We did not limit our focus on achievability to the cost of equipment. There were tests we knew were technically possible but prohibitively difficult in some other way. In this sense, achievability meant purposefully leaving some possible examinations out of the handbook. To use a previous example, it may be possible to extract microcontroller code from running chips with special equipment; however, in addition to that equipment costing money, it may only be useful for a limited subset of products, and its purchase doesn't guarantee that the code can be meaningfully accessed anyway. For third-party testers, it is generally much harder to obtain access to those parts of a product's running code than it is to get to other parts, like an app. With no guarantee of obtaining code that can be analyzed, it did not seem worthwhile to spend resources on procedures with an unsure outcome.

We also decided to not create processes to test the interaction between devices and "home assistant" technologies. Smart home assistant products present a whole new class of attack surface. They are also mostly devices that run on closed platforms using software controlled by their manufacturer, and not the manufacturer of the IoT products being tested. This makes it harder to fully test or understand product/assistant interaction. While there is some standardization of the communication between IoT devices and home assistants, generally testers would be unable to fully control the test environment of such devices. There is also a relative difficulty in setting up open source implementations of home assistant technology, and in knowing if those implementations are feature complete when compared to more common home assistant platforms. As the landscape of IoT and home assistants changes, it may become more possible to test the interaction between consumer devices and assistants. However, for the time being we felt that in addition to technical complexity, testing with home assistants could introduce uncertainty into the results.

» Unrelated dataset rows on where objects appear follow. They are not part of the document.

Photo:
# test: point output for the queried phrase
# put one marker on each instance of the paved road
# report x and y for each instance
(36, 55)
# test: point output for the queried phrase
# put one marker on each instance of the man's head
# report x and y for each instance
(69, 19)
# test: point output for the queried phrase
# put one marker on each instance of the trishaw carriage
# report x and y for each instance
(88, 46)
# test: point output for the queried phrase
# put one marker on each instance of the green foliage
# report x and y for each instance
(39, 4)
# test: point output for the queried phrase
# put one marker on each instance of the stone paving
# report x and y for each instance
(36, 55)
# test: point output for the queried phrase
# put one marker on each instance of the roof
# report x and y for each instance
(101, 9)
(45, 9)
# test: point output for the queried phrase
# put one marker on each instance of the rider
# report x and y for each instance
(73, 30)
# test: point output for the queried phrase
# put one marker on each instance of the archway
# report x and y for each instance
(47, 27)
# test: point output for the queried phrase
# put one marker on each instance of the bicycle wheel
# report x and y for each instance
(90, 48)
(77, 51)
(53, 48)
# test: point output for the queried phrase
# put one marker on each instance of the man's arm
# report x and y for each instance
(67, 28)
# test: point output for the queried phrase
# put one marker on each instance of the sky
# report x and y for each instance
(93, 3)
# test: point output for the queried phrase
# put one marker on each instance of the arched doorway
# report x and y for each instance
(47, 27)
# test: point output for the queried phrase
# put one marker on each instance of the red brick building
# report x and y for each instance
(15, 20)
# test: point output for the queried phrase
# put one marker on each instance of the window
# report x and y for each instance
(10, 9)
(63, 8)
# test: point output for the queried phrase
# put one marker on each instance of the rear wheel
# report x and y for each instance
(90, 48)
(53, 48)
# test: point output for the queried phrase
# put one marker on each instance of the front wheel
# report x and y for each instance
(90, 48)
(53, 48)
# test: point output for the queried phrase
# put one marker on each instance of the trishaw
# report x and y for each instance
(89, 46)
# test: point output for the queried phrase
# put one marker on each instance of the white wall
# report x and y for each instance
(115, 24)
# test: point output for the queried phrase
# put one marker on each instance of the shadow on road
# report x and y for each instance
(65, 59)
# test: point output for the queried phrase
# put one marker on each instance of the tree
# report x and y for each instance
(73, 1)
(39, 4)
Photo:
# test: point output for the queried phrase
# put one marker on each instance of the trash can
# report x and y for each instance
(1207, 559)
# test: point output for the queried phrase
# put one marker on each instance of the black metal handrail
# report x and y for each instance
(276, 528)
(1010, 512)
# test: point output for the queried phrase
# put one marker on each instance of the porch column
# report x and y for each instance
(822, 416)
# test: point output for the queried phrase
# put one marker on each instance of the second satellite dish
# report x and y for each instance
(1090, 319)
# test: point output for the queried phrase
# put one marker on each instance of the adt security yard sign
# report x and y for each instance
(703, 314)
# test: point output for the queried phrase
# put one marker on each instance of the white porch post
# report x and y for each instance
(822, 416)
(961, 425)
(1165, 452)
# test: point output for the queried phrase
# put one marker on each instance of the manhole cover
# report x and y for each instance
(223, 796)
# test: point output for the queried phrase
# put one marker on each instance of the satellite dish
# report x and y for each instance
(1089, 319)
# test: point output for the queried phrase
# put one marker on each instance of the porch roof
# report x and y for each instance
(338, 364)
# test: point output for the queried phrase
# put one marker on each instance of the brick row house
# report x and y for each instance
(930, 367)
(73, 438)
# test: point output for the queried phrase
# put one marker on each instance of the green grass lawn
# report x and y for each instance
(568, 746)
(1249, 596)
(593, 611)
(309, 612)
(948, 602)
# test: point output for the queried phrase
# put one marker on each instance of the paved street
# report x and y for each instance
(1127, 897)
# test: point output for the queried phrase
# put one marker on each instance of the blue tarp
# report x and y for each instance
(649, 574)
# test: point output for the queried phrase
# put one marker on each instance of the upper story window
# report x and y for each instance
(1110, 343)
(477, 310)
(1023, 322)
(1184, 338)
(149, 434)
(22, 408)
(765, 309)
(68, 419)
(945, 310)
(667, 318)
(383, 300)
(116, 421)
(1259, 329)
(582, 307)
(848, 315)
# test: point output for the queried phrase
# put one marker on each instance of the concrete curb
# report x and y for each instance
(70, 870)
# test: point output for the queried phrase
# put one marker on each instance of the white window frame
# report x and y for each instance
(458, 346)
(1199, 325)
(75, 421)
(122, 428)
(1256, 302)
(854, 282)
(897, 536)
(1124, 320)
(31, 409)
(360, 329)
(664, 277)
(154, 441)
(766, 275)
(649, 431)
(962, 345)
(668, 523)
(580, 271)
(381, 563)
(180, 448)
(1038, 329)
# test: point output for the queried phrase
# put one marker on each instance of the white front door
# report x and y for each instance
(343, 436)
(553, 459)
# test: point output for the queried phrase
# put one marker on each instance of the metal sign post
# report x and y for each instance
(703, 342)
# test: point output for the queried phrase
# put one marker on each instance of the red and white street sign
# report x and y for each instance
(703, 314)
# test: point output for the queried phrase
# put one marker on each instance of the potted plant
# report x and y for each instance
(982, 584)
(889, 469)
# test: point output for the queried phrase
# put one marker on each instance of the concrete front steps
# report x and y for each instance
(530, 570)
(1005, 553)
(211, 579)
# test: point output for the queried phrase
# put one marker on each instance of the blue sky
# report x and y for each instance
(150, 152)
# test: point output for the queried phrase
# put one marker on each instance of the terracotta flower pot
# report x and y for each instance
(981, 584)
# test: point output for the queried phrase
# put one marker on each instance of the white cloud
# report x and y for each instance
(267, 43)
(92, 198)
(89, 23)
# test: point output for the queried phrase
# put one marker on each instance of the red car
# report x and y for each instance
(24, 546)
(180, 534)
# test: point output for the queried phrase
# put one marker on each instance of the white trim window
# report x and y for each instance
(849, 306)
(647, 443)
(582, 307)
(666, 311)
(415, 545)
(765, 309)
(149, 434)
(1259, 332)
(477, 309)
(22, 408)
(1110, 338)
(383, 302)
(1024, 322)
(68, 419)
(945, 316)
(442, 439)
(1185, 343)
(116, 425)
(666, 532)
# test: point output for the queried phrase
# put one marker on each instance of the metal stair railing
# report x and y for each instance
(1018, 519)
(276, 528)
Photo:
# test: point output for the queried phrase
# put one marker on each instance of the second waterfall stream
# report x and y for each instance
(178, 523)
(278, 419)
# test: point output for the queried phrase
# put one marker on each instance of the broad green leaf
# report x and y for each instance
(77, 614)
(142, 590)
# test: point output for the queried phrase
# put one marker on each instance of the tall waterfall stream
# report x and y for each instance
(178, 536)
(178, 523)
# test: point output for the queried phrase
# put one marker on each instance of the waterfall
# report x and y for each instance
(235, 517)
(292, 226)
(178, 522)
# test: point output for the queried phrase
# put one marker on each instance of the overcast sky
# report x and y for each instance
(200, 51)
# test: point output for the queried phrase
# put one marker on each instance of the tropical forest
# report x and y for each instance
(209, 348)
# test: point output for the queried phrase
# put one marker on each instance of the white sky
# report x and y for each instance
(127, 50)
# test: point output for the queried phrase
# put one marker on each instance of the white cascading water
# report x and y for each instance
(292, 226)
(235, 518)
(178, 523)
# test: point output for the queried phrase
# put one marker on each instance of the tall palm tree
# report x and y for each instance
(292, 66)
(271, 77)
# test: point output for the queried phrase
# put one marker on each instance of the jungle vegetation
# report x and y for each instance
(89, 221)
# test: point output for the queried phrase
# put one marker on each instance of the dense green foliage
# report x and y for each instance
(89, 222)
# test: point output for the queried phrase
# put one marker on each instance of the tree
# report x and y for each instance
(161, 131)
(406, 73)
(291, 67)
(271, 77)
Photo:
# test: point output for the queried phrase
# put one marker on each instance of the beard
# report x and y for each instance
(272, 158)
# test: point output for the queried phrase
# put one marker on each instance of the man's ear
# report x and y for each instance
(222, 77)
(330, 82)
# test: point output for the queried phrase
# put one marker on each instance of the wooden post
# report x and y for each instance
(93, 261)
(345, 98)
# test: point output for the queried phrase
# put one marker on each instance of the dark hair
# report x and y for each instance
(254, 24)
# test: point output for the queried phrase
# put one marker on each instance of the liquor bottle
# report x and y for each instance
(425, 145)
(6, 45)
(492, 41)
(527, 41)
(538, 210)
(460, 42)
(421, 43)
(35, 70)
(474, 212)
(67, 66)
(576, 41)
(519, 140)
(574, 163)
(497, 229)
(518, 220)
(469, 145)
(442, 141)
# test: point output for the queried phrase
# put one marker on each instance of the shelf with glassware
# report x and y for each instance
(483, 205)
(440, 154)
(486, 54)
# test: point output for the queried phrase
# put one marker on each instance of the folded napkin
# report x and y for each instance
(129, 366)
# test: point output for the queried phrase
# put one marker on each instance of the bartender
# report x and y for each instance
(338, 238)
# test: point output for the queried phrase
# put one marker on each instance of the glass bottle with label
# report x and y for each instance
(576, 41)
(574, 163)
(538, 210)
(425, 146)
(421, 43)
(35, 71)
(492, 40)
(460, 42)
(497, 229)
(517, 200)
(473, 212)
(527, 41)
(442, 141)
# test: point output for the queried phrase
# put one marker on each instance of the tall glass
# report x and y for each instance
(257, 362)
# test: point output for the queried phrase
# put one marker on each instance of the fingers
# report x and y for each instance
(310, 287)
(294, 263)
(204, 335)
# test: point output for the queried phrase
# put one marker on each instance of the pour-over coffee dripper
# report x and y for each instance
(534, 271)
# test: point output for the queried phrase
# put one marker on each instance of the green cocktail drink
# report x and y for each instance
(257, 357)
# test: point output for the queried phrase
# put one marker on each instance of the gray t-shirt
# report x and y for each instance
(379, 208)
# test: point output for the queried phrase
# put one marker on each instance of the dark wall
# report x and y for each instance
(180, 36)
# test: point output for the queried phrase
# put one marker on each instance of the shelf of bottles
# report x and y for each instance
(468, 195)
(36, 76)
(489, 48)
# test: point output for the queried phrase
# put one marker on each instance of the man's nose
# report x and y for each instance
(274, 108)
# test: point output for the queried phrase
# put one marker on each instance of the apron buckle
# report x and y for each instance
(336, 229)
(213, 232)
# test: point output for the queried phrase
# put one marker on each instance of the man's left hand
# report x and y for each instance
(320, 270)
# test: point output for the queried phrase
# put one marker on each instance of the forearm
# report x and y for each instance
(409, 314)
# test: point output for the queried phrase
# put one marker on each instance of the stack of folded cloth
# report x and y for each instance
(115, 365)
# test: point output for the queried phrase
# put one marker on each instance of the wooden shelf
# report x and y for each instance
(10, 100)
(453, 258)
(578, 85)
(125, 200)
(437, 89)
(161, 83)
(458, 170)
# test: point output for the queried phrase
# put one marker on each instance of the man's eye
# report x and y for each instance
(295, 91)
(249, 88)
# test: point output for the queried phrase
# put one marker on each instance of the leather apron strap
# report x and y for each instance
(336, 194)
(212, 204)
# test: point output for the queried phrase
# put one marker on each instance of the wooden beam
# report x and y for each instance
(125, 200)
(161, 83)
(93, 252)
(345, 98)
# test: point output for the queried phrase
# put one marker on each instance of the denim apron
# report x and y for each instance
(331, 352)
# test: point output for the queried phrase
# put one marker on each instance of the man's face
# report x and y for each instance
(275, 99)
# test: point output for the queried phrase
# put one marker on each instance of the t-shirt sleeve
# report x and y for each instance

Finally, we chose to focus on testing apps built for Android devices even though all three of the products we tested have both Android and iOS versions of their apps. We made this choice for a number of reasons, but at the top of the list is the size of the Android-user base. While Apple products enjoy wide popularity, far more people are using apps within the Android ecosystem. On average it is also cheaper to purchase testing equipment for Android devices, and as noted above, we endeavored to keep down costs for our testing. The other top reasons are closely related to Android's open source nature: The tool sets are all freely available, and there is a much larger community of developers and researchers working with the platform. We did not make this choice because we don't think that apps for Apple iOS aren't worth testing. Rather, we wanted to focus deeply on the questions asked by the indicators, and we were able to build on the team's existing Android knowledge and the wide array of available documentation on Android systems.

Given all of these factors, the broad range of IoT devices and features, and an understanding that other possible testers may have time constraints, we made decisions in our approach to technical testing procedures that allowed us to prioritize achievability. Often this resulted in our describing the simplest test that would produce a clear result.